Article Summary: “Social and scientific disorder as epistemic phenomena, or the consequences of government dietary guidelines” Scott Scheall, William N. Butos and Thomas McQuade

Summary of JOIE article (First View, 23 October 2018) by Scott Scheall College of Integrative Sciences and Arts, Arizona State University, William N. Butos, Department of Economics, Trinity College, Hartford and Thomas McQuade, Independent Scholar, Honolulu. The article is open access and available on the JOIE website

Science is a process, and scientific knowledge emerges out of the interactions between scientists. A publication is evaluated by other scientists who might either adopt or criticize it in the form of a (positive or negative) citation, which feeds back upon the reputation of the original author, thereby affecting the reception of their publications and prospects for professional advancement. This system of institutionalized incentives ensures that what is ultimately accepted as scientific knowledge has been exposed to the daylight of rational scrutiny.

However, where this process is either absent, superseded, or perverted, so too are its error-identification and -correction functions, and, other things equal, the knowledge that emerges from such science is less actionable than the knowledge that emerges from a normally-functioning scientific process. Any plan of action that presupposes a proposition which resulted from a negated or perverted process is more prone to failure than any otherwise identical plan that presupposes no such proposition. This is what happened when the United States federal government, in the absence of scientific consensus – that is, before the scientific process had played its error-correcting role – developed standardized dietary guidelines for American consumers. It can be shown quite clearly that this interference contributed to social disorder in dietary science and beyond.

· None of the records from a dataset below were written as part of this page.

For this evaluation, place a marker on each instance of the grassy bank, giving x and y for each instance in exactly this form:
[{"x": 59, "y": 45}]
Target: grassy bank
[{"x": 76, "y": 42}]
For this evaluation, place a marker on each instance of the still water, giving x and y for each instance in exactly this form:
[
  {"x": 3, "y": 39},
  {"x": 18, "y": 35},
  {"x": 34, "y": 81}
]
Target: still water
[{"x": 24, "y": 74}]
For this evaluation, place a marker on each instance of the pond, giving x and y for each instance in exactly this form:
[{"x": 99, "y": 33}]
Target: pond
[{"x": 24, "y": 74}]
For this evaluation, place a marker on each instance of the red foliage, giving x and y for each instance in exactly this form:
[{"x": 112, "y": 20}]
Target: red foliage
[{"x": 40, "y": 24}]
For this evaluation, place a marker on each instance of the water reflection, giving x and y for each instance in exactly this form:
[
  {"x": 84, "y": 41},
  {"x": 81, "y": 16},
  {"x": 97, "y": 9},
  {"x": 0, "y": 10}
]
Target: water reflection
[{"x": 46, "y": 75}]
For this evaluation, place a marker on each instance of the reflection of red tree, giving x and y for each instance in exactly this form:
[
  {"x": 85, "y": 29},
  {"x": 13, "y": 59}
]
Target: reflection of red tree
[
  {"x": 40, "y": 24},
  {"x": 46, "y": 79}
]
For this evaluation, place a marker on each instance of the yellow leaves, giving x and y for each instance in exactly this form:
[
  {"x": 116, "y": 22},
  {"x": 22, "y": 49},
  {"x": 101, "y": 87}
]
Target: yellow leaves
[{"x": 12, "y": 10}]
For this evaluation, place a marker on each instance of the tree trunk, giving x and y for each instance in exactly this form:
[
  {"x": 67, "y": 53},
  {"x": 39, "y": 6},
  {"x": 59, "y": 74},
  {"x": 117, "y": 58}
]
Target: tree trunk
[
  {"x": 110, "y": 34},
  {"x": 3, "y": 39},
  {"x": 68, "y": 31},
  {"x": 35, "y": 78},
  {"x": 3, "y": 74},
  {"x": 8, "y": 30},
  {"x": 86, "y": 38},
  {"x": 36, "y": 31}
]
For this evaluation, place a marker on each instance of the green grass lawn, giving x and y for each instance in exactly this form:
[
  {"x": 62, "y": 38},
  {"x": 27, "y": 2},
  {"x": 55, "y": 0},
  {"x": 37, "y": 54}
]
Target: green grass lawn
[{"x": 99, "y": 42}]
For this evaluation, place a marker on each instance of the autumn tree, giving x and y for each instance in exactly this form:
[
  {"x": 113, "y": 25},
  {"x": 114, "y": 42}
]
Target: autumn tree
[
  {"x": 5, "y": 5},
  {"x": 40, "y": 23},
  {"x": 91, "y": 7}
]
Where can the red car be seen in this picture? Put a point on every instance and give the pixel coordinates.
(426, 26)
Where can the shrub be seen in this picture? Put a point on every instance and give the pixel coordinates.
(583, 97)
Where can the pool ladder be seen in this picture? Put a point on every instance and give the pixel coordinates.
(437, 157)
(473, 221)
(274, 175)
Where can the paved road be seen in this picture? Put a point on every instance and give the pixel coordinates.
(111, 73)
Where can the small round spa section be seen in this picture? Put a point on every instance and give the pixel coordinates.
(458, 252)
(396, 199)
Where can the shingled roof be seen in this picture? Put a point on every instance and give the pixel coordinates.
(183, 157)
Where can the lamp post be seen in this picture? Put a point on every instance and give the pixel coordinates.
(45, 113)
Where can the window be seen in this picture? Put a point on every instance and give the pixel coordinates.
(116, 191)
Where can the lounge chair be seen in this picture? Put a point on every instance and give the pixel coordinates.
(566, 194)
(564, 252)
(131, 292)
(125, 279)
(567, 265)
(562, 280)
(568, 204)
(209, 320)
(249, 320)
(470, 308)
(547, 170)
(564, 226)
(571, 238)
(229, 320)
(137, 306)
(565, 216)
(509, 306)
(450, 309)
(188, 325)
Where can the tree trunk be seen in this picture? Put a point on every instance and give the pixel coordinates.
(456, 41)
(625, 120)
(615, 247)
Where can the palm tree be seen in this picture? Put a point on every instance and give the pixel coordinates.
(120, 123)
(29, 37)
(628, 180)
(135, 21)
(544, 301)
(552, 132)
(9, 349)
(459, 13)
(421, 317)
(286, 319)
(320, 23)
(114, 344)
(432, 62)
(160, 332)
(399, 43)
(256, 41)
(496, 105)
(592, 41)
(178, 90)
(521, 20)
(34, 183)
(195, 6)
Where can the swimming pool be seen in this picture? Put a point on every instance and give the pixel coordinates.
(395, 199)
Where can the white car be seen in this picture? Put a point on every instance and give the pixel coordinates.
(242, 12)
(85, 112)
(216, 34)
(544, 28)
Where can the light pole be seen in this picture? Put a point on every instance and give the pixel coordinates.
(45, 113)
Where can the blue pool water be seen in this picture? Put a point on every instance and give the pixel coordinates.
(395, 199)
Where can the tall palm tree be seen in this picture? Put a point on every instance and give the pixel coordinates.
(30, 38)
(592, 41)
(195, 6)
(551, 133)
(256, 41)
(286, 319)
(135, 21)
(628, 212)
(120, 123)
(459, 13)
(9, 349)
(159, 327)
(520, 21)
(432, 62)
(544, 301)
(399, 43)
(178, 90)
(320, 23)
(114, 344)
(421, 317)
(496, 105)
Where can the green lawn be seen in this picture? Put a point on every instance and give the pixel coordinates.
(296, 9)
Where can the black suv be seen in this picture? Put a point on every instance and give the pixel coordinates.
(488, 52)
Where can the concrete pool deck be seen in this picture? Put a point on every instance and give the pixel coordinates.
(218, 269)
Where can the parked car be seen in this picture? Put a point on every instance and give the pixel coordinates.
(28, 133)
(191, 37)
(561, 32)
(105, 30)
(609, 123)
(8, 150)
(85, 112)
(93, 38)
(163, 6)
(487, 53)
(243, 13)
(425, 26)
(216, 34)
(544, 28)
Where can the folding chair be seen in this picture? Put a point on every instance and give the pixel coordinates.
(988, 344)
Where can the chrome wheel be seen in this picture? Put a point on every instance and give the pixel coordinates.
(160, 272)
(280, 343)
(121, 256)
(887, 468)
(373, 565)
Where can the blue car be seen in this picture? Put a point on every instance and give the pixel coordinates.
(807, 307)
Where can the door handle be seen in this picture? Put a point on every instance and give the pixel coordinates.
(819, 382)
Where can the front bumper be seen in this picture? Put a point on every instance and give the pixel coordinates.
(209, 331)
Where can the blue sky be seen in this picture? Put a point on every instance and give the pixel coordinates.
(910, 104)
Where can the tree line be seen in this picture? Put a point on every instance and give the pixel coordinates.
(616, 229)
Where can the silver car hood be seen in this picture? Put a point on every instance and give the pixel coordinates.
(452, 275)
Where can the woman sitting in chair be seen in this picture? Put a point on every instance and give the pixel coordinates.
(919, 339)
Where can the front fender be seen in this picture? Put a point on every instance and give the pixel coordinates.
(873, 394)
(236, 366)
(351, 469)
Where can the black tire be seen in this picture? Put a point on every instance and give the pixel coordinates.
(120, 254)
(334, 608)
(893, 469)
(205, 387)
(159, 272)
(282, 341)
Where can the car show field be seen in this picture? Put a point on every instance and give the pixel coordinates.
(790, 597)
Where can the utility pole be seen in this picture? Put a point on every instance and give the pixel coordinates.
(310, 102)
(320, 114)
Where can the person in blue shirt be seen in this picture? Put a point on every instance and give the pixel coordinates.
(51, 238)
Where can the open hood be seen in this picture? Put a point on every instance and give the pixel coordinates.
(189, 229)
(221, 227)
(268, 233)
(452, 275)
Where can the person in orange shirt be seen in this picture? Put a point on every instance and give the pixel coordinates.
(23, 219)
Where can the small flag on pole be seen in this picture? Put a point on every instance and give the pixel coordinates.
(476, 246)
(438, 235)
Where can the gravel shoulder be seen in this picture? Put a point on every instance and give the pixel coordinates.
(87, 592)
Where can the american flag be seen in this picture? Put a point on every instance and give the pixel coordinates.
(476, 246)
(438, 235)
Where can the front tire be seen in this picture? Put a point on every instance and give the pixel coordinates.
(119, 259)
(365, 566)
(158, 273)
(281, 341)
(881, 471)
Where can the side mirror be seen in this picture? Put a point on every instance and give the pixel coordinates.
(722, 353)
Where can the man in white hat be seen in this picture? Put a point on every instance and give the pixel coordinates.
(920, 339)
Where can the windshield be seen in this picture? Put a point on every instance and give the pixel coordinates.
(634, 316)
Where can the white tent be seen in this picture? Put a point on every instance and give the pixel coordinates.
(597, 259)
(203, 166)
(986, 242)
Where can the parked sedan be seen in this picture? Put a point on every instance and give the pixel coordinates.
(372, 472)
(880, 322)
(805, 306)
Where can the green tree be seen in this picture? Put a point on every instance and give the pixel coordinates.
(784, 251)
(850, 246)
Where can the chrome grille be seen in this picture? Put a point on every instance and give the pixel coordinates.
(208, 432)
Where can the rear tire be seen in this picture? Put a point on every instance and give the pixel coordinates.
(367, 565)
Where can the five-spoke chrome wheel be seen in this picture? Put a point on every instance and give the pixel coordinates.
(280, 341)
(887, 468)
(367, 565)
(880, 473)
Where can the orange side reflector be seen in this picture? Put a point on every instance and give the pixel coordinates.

In the economic realm, policymakers falsely believing that they possess the knowledge necessary to control aspects of economic life in order to ameliorate some perceived disorder, typically implement policies that impede, either directly or indirectly, the price system’s knowledge-coordinating function. The effect is that their policies will have unintended consequences which tend to create further disorder – an obvious example being policies of prohibition. The same is true in the scientific domain: acting on the basis of the false presupposition that they possess adequate scientific knowledge, politicians make policy that impedes (directly or indirectly) the process of science and short-circuits the identification and correction of scientific errors. The scientific knowledge, such as it is, that emerges from a politically-perverted scientific process is more likely to encounter resistance from the world, either from the beliefs of others or from further elements of the environment. For this reason, a plan that presupposes a proposition which resulted from a negated or perverted process is more prone to failure than an otherwise identical plan that presupposes no such proposition.

Such a scenario took place in the area of nutrition science. With the publication of Dietary Guidelines in 1977, the federal government took on the role of official nutritionist and dietician to the American public. For the most part, over the next several decades, Americans faithfully adopted the federally-sanctioned advice to reduce consumption of dietary fat, saturated fat in particular. Given the government’s position as biggest player in the funding of medical-scientific research and the incentive provided by government funders to clinical investigators and medical researchers to engage in research consistent with the government’s priorities, it would be expected that relatively more scientists would adopt plans that presupposed the adequacy of the government-supported fat-cholesterol hypothesis and relatively fewer would adopt plans that did not. This is precisely what occurred.

But the plans went astray and social disorder in the domain of diet and nutrition followed: the incidence rates of obesity, CHD, and diabetes – the very conditions the politicians ostensibly meant to ameliorate – either rose or failed to fall over this time. According to the NIH’s National Institute of Diabetes and Digestive and Kidney Diseases, since the early 1960s the incidence of obesity among adults over the age of 20 more than doubled, increasing from 13.4% to 35.7%. The figures for younger Americans are little better: the incidence of obesity among children and adolescents rose during the 1980s and 1990s, stabilizing in the last decade at 17%. These changes coincided with a decrease in the percentage of fat (and saturated fat) in the American diet, and an uptick in the consumption of carbohydrates. According to one study of a population of middle-aged adults in a single Massachusetts community, the incidence of type-2 (i.e., adult-onset) diabetes doubled in just under three decades following the start of the government’s involvement. Another study showed that, though the incidence of undiagnosed diabetes remained stable between 1988 and 2002, the prevalence of diagnosed diabetes rose significantly.These trends are consequences of political interference with the epistemic mechanism that ensures the actionability of the accepted results of nutritional medicine. The government’s perversion of the processes of dietary science that, under normal circumstances, serve to ensure the actionability of its results, contributed to social disorder. And this scenario is not limited to nutritional science – the process of science creates knowledge as an emergent result of the interactions between scientists; it is a process that cannot be short-circuited by substituting the opinions of politicians or crony scientists or even expert committees, and attempts to do so will predictably result in failure and disorder.